Vu la procédure suivante :

Procédure contentieuse antérieure :

La société anonyme Aéroport de Martinique Aimé Césaire (SAMAC) a demandé au tribunal administratif de Paris d'annuler la décision du 18 décembre 2014 par laquelle le ministre chargé du budget a rejeté sa demande d'agrément pour bénéficier d'une réduction d'impôt à raison d'un investissement productif réalisé outre-mer.

Par une ordonnance du 22 mars 2016 le tribunal administratif de Paris a transmis la requête présentée par la SAMAC au tribunal administratif de la Martinique.

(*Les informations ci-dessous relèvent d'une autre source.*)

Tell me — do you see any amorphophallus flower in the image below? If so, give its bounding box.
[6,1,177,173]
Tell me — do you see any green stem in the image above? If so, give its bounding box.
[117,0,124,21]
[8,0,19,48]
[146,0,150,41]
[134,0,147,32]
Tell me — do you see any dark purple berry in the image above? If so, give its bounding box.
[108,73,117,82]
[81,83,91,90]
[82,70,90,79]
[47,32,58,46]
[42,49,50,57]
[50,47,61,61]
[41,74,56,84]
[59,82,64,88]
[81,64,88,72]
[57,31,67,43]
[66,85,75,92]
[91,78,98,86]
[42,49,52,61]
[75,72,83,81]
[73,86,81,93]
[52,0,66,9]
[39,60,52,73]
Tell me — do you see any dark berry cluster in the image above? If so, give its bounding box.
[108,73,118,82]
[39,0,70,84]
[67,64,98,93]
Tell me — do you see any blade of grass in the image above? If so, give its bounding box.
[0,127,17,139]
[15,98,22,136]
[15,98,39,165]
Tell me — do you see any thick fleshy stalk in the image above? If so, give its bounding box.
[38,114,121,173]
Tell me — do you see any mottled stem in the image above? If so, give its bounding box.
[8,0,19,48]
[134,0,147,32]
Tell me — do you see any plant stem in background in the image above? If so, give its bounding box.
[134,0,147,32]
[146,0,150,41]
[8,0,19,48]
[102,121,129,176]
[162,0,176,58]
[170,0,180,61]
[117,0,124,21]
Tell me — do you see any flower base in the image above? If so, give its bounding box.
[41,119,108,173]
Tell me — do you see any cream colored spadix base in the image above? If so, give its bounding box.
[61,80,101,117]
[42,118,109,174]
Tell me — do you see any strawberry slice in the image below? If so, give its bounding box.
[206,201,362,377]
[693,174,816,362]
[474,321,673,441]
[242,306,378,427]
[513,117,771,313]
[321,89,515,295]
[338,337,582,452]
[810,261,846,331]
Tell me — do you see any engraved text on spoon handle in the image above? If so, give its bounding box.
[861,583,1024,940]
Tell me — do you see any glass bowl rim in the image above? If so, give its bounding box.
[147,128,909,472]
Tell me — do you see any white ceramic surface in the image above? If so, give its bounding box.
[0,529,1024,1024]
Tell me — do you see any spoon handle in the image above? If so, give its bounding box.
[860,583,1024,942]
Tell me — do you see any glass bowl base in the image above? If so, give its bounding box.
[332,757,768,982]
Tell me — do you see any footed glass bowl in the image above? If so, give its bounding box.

Par un jugement n° 1600163 du 15 février 2018, le tribunal administratif de la Martinique a rejeté sa demande.

Par un arrêt n° 18BX01654 du 18 juin 2020, la cour administrative d'appel de Bordeaux a annulé le jugement du tribunal administratif de la Martinique du 15 février 2018 ainsi que la décision du ministre des finances et des comptes publics du 18 décembre 2014 et a mis à la charge de l'Etat une somme de 1 500 euros en application de l'article L. 761-1 du code de justice administrative.

Par une décision du 19 novembre 2021, le Conseil d'Etat statuant au contentieux a, saisi d'un pourvoi présenté par le ministre de l'économie, des finances et de la relance, annulé l'arrêt du 18 juin 2020 de la cour administrative d'appel de Bordeaux et a renvoyé l'affaire devant la cour.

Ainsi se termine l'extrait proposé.